Sunday, July 27, 2014

Why Am I Doing This?

This is a question I've been asking myself almost daily for the past 6 weeks. I've been preparing for my Oregon PCT trip since January but now that I'm less than a week away from starting, the heat is really on, as it were. The first few months of planning were fun, even interesting. Researching equipment, reading how other people have done the trip, trying out new gear, studying maps, staring at Google Earth endlessly. And dreaming and thinking - lots of that. That was January through May. Then in June, things started to get serious.  I went on some practice backpacking trips, starting thinking hard about food, tried to winnow my stuff down to a reasonable weight.  And then, six weeks ago, I started questioning my sanity.  That's when things really started to get real.  That's when the details started to matter - who was going to take care of my pets, how was I getting to the trailhead, how was I going to get home?  My God am I really going to backpack 450+ miles? Across a whole freaking state?  Am I really doing this?

So, the thing is, when you decide to do something like this you probably should have a pretty good reason to do it.  I guess there are folks out there who do it because "it sounds fun."  I am not that person. I think there will be fun elements but there's going to be a whole lot of "not fun" too.  I know this, I have spent a lot of time outdoors doing outdoorsy things and the outdoors, while often beautiful, can be uncomfortable, irritating, exhausting, dirty, and dangerous.  I'm no pansy, I can get dirty - I'm an archaeologist, believe me I know what dirty is.  It's the other stuff. That's the stuff that can drag you down and keep you from going the distance.  So what I'm saying, is you gotta have a darn good reason to gut it out when the chips are down.

I have two reasons.  The first is kind of weird.  I've wanted to walk a really long distance since I was about 9 or 10.  I used to fantasize about walking (or riding a horse) from my parent's house in Carson City, Nevada to my grandmother's house in Harrisburg, Oregon (about 500 miles).  I thought it would be a grand adventure. I just LOVED the idea of walking a really long distance.  Where this urge came from, I have no idea.  But the idea stuck with me for a long time. Things really started to coalesce when I was in college. In my French class, my professor showed a video on the Camino de Santiago.  I was entranced.  I didn't realize that modern folks continued to walk pilgrimage routes. The idea of walking from Paris to the Spanish coast sounded amazing and it renewed the old urge to go on  a Long Walk. 
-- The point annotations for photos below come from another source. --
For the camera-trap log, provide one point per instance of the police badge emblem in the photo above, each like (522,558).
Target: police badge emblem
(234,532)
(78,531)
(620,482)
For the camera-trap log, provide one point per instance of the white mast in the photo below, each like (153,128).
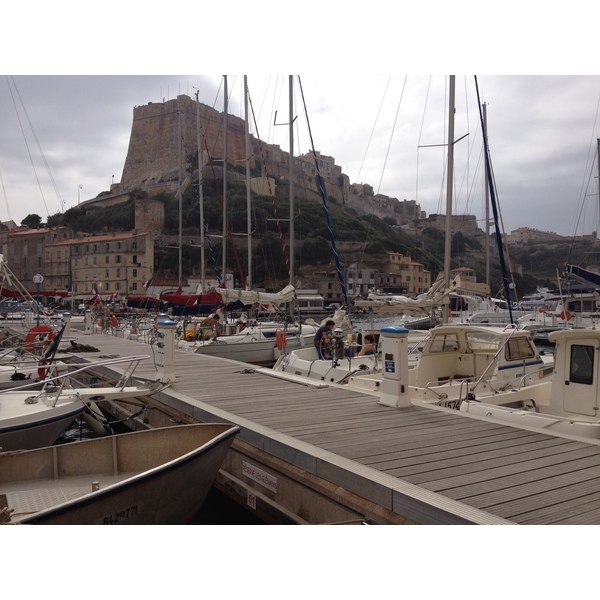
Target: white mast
(292,237)
(200,194)
(225,125)
(248,195)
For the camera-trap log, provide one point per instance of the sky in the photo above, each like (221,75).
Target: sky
(65,137)
(67,108)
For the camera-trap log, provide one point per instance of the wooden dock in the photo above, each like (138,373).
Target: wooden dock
(326,454)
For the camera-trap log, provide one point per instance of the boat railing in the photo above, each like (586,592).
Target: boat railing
(53,386)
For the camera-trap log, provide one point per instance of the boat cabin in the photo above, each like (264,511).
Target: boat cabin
(458,353)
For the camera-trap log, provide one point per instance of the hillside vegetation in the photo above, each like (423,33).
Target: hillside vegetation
(363,240)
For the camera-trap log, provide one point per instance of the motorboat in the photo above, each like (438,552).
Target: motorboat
(32,416)
(457,360)
(558,397)
(150,477)
(566,403)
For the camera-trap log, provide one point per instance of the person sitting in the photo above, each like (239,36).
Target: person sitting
(369,346)
(210,326)
(322,339)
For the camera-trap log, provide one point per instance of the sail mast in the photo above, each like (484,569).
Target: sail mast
(487,206)
(200,194)
(291,99)
(450,182)
(179,191)
(224,242)
(248,195)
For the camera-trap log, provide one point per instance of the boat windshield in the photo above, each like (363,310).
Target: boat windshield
(444,343)
(482,340)
(519,348)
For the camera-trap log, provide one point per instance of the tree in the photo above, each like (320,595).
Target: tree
(33,221)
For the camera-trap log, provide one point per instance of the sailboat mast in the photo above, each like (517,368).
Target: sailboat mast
(179,193)
(200,194)
(450,183)
(487,206)
(292,237)
(248,196)
(598,157)
(225,125)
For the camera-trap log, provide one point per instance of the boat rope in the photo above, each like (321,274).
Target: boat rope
(229,233)
(321,186)
(494,208)
(271,194)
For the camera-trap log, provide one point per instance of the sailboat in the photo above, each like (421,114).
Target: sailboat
(253,342)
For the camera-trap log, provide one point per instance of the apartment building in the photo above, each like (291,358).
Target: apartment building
(117,263)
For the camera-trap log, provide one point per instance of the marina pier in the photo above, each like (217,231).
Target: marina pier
(315,453)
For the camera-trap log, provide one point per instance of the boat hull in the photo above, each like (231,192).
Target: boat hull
(25,432)
(153,477)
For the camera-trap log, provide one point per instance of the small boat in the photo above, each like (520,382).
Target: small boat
(32,418)
(151,477)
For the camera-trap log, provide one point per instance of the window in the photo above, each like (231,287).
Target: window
(444,343)
(581,365)
(518,349)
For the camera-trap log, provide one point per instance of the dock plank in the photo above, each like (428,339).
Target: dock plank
(522,476)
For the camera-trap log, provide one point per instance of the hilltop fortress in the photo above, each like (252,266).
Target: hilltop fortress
(155,163)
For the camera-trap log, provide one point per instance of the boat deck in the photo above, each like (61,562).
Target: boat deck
(47,493)
(425,465)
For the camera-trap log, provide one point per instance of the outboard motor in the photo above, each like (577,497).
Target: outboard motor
(337,350)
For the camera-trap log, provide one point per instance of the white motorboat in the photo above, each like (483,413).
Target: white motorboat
(517,388)
(151,477)
(566,403)
(31,418)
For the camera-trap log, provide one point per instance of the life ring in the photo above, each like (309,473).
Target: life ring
(37,335)
(42,370)
(281,339)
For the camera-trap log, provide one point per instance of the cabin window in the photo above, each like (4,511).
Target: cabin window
(444,343)
(581,367)
(482,340)
(518,349)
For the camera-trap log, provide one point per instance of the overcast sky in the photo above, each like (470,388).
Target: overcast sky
(65,137)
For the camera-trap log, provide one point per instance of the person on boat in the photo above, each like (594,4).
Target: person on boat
(322,339)
(211,326)
(369,346)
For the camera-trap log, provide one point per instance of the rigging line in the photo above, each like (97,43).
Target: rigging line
(27,146)
(362,164)
(419,140)
(392,133)
(321,186)
(273,204)
(42,154)
(585,182)
(230,234)
(495,209)
(5,197)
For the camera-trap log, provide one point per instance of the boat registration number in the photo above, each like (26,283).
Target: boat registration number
(122,515)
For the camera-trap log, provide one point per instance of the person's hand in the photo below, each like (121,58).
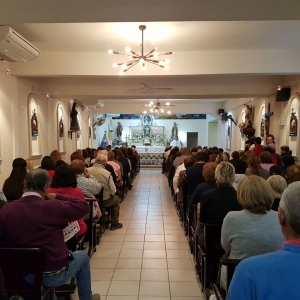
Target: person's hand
(86,173)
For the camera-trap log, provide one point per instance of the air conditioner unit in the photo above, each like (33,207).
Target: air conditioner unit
(15,48)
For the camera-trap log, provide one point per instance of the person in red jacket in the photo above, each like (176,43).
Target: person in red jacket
(33,222)
(258,148)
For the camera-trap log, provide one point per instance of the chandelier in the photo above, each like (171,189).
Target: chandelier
(156,108)
(142,59)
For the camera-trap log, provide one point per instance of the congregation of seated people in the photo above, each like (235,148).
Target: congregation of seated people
(58,190)
(249,193)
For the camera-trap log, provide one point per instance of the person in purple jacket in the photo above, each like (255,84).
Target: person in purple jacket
(32,221)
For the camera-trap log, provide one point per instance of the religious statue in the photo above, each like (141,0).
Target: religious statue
(34,124)
(174,131)
(61,127)
(147,131)
(74,118)
(119,131)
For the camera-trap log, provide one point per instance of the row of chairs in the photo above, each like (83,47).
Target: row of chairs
(209,255)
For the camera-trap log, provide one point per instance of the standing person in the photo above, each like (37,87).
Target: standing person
(274,275)
(74,118)
(109,197)
(44,230)
(270,140)
(13,185)
(258,148)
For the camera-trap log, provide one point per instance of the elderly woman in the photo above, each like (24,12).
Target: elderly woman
(217,202)
(266,160)
(293,174)
(254,230)
(210,183)
(278,184)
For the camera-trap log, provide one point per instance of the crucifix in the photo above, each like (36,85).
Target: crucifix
(267,119)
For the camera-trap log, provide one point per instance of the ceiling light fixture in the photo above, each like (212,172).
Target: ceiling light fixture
(142,59)
(156,108)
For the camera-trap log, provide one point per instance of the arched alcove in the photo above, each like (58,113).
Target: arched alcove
(34,128)
(293,140)
(60,129)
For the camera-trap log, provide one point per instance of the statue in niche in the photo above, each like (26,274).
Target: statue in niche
(174,131)
(293,124)
(147,131)
(74,118)
(119,131)
(61,127)
(34,124)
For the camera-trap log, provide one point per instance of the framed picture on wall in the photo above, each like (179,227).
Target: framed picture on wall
(34,124)
(293,124)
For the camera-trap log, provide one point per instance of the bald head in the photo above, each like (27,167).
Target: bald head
(101,158)
(78,166)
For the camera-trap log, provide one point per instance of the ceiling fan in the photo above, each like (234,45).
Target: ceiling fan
(157,107)
(147,87)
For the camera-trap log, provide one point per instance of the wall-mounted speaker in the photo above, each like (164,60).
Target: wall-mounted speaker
(284,94)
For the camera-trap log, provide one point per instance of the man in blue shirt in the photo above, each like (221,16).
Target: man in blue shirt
(274,275)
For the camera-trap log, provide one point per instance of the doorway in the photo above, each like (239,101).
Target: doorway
(192,139)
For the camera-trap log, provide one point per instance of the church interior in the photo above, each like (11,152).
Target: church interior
(231,63)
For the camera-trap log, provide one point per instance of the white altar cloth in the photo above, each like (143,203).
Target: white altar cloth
(150,149)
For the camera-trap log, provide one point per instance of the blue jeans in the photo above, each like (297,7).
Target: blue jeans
(80,268)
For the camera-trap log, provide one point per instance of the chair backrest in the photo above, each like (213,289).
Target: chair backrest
(212,239)
(14,263)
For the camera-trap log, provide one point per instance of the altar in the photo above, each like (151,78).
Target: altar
(150,149)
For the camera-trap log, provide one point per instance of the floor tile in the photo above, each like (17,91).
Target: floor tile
(127,274)
(154,288)
(133,245)
(154,238)
(136,253)
(186,289)
(154,275)
(111,245)
(180,264)
(107,263)
(134,238)
(102,253)
(125,288)
(154,253)
(154,246)
(154,263)
(102,274)
(129,263)
(178,253)
(182,275)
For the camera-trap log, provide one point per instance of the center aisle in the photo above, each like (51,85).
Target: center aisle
(148,259)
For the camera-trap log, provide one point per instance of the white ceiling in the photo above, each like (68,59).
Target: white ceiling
(224,51)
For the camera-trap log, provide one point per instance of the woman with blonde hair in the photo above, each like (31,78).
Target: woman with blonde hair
(278,184)
(254,230)
(292,174)
(55,155)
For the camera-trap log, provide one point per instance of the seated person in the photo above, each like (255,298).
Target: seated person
(87,183)
(210,183)
(254,230)
(278,184)
(64,182)
(217,202)
(274,275)
(44,230)
(109,197)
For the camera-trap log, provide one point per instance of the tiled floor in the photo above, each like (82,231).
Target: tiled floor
(148,258)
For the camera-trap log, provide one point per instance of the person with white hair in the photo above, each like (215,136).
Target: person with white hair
(106,181)
(274,275)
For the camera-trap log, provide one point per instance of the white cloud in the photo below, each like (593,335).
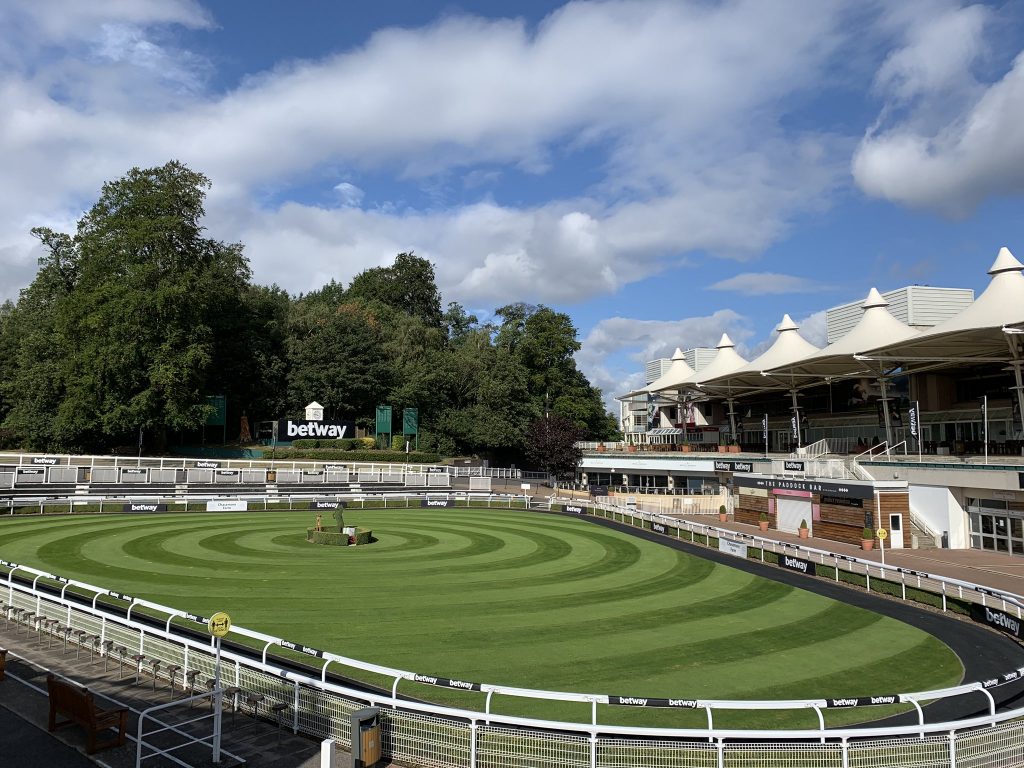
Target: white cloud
(682,100)
(945,140)
(761,284)
(348,194)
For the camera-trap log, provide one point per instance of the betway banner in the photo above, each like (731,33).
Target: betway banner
(297,430)
(1008,623)
(797,563)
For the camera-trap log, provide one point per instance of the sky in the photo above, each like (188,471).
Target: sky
(660,171)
So I guess, Reason Number One is that this is a Lifelong Dream.  I've had this irrational need to walk a really long ways for a long time.  I love the idea of using my body as a vehicle, as my mechanism for getting from one place to another.  It's just amazing to me that I can just keep putting one foot in front of another and walk from California to Washington. 

Reason Number Two goes back to the Camino de Santiago, or rather, pilgrimages in general.  Walking across Oregon will be a sort of pilgrimage for me. I was born in Oregon and I want to see it from a human perspective and not just from a car speeding down the highway.  Alongside all of this is the fact that my beloved Grandma Charity died last year. She loved Oregon.  She used to ride the Oregon Skyline Trail in the 50s and 60s on horseback, so there's a sort of family tradition in trekking across Oregon. I'm dedicating the trip to her and I want to do the whole thing in her memory.  I think on bleak days or days when I'm tired, remembering that the trip is for her will keep me going.